Assumable mortgage is a term for mortgages that can be transferred to another person. If a mortgage is assumable, the selling owner transfers the title and mortgage to the buyer instead of the buyer getting a different mortgage. This process can save the buyer fees and lots of money on interest if the mortgage has lower interest than the market.

assumption

An assumption is an assertion or statement that is taken as true or supposed as a fact without proof or substantiating evidence. An assumption may also be the act of taking over (another individual or entity’s) duty or responsibility.

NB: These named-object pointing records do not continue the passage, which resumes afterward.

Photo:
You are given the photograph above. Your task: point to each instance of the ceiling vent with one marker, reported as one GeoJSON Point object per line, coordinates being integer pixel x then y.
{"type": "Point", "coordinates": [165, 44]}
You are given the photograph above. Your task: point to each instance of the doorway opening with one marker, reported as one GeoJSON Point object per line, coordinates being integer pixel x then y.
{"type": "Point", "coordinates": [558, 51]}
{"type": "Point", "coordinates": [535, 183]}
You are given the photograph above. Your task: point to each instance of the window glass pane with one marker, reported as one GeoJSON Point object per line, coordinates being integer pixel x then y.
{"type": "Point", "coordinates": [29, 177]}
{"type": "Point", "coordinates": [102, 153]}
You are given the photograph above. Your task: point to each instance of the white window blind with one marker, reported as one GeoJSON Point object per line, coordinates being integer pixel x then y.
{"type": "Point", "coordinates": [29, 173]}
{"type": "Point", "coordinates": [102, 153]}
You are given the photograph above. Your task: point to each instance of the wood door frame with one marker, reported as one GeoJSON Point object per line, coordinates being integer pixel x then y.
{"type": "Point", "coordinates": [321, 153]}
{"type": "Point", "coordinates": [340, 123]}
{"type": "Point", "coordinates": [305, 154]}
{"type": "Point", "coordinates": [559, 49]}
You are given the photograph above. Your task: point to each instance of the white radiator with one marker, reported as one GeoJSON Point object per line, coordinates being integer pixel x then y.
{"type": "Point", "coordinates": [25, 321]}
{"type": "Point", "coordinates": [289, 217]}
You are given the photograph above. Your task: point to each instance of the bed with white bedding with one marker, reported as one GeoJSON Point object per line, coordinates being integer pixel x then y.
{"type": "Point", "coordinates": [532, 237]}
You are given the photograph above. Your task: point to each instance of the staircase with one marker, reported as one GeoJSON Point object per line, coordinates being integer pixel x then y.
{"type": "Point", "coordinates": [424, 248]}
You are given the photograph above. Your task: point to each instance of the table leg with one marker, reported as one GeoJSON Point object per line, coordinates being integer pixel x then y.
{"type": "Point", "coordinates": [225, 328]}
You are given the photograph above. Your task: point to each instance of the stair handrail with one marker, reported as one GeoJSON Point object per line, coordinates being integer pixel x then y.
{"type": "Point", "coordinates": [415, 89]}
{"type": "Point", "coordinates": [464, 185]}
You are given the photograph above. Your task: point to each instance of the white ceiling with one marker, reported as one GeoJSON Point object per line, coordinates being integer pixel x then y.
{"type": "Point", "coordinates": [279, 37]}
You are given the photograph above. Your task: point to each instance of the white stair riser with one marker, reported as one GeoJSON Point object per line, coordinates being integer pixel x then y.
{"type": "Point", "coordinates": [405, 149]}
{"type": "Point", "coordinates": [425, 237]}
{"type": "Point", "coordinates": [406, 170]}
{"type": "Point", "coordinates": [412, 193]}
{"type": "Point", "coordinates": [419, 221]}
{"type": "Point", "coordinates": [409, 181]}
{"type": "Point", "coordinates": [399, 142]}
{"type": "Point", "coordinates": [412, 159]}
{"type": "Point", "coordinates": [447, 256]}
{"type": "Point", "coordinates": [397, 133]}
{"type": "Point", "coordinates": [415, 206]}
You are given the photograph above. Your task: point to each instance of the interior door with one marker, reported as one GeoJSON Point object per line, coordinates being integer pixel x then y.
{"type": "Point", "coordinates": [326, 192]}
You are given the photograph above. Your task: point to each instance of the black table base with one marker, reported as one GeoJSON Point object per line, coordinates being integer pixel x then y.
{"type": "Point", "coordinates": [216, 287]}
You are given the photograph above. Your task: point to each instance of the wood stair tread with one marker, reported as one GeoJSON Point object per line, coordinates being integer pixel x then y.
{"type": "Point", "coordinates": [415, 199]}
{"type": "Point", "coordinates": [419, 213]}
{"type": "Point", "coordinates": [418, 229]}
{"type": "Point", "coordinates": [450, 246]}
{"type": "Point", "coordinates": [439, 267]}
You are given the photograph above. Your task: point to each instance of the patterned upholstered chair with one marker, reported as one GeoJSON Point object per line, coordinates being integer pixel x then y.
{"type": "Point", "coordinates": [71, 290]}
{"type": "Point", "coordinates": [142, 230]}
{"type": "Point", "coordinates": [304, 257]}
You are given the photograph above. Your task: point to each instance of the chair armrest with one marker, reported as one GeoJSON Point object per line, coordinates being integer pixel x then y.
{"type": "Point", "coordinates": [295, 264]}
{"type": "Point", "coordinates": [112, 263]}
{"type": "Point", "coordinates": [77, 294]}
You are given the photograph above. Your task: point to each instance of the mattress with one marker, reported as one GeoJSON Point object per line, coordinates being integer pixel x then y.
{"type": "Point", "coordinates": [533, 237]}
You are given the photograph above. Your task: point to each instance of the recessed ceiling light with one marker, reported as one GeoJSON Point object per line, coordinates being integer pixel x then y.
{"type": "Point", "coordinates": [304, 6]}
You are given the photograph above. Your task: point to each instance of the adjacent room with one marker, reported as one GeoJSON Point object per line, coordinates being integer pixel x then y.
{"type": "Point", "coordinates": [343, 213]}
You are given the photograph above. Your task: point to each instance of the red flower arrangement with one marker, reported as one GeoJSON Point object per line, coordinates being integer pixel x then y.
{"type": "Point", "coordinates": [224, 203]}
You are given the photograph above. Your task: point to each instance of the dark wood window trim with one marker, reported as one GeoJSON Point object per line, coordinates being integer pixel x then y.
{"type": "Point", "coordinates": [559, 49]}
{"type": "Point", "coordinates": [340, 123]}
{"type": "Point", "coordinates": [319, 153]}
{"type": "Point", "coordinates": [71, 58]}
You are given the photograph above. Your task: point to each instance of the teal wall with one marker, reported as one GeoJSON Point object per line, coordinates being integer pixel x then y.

[Last reviewed in June of 2021 by the Wex Definitions Team]

assured

Assured is used to refer to a person who is protected by insurance coverage against any loss or damage mentioned in the insurance policy purchased from an insurance company or an underwriter. In the context of insurance, the terms “insured” and “assured” are generally used interchangeably as the person for whose benefit the policy is written and to whom the loss will be payable.

attached

Attached property is property that has been seized pursuant to a court order, either as a provisional pre-judgment remedy or for the enforcement of a final judgment. Property may be attached only after the commencement of a lawsuit. In a pre-judgment request that property be attached, the movant must generally demonstrate a substantial risk of a future potential judgment’s lack of enforceability.

attestator

An attestator is a person who attests or verifies the authenticity of a document or signature by adding their own signature or stamp. Accordingly, such a document becomes attested, which means it has been acknowledged as an authentic document that can be used in a court or be held as binding on the parties involved.